When Chrysler rolled out the first-generation 200 to replace the Sebring in 2010, it included replacements for both the sedan and the convertible. The Sebring Coupe, however, was left out of the mix. Now that the second-generation Chrysler 200 is descending upon us, Auburn Hills is paring things down even further, but this time, it’s the convertible that reportedly isn’t making the cut.
As our friends at Edmunds point out, sales of the convertible model accounted for less than five percent of overall Chrysler 200 sales, and at those numbers, the considerable cost of engineering a new drop-top couldn’t be justified. With the Toyota Camry Solara and Volkswagen Eos also gone from the market (well, the VW isn’t gone quite yet), the discontinuation of the Chrysler 200 Convertible leaves the affordable convertible segment largely to the sportier likes of the Ford Mustang and Chevy Camaro and smaller European offerings like the Mini Cooper and VW Beetle.

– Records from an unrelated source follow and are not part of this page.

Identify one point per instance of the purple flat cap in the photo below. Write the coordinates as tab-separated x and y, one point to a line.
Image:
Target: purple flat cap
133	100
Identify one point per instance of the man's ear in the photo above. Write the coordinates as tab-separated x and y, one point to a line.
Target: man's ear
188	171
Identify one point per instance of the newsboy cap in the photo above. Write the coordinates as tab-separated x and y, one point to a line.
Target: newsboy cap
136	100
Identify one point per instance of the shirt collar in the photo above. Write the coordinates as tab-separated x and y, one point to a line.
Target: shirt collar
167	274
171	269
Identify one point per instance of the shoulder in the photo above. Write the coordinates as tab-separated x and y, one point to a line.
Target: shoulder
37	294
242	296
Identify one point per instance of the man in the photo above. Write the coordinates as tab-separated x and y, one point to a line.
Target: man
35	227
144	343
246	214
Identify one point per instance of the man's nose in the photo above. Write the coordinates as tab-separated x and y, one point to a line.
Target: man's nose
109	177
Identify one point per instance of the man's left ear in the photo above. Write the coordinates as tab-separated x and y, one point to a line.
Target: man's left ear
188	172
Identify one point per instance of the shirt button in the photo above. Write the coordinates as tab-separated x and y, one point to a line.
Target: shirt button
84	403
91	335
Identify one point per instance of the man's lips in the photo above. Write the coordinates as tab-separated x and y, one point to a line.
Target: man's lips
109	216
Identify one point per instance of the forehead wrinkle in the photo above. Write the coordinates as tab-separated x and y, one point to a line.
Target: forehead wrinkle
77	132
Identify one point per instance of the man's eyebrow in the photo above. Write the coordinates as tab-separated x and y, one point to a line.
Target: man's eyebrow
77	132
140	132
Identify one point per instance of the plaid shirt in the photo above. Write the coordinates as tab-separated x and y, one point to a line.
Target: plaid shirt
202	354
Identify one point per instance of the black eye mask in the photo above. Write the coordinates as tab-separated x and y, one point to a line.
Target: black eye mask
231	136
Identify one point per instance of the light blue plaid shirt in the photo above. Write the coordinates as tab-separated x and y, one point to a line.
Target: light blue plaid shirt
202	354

The Chrysler 200 Convertible isn’t the only derivative being left behind with the new model: so is the Dodge Avenger. That will leave a glaring hole in the Dodge lineup, with nothing to bridge the gap between the compact Dart and the larger Charger. Whether the Dodge brand has any plans to replace the Avenger with another model, not to be based on the 200, remains to be seen.